A Note About Digital Art
Digital painting started as an offshoot of traditional drawing and painting, often used in concept art, manga, etc., but now has become a discipline in its own right. Instead of a set of brushes and paints, we use a stylus and a tablet, and 'push pixels' as rendered by software to draw out our creative works. Tablets range from small pen tablets to pen displays or self-contained graphics computers. With pen tablets, one draws with the stylus on the tablet and watches a computer monitor to see what is actually being created. With the pen display, the art is displayed on the tablet's screen and the artist draws directly on that. The graphics computer is much like the pen display, but also contains the computer as part of the unit. The biggest advantage to the latter two is that it's very much like drawing or painting on a traditional canvas, but without the mess. The software provides the brushes (strokes), paints (colours), and a host of ancillary but very important tools such as the ability to select and move objects after the fact, the ability to change or undo previous attempts at drawing/painting without having to start over from scratch, warping, shaping and bending parts of the image, as well as many, many more functions you don't have with traditional painting. I have heard some suggest that this form of painting is 'cheating' and not 'real art'. I couldn't disagree more.
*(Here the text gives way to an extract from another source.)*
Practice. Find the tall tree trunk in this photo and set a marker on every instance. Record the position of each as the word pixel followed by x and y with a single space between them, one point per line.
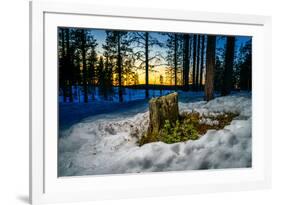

It is simply a different medium. Just as one has a host of skills to learn when working with traditional media, the digital artist also has many skills to learn in order to master her/his tools and craft. They are just different to that of the traditional media artist, but equally as demanding. Fortunately as digital painting becomes more common and used in more applications, it is becoming a more accepted form of art. Most film studios employ digital graphic artists now as opposed to traditional media artists.
The software I use is Adobe Photoshop and Adobe Illustrator. Photoshop is probably the foremost application for digital painting and is considered the industry standard, although competitors are catching up. I use Illustrator to 'manufacture' human-made designs, especially the more intricate pieces. Illustrator is better suited to making precise objects in my opinion. My hardware consists of the Apple Studio, a BenQ 22" HD display and (most importantly) the Wacom Cintiq 24 Pro Pen Display tablet. I also employ a Wacom Intuos Pro Medium tablet as the need arises.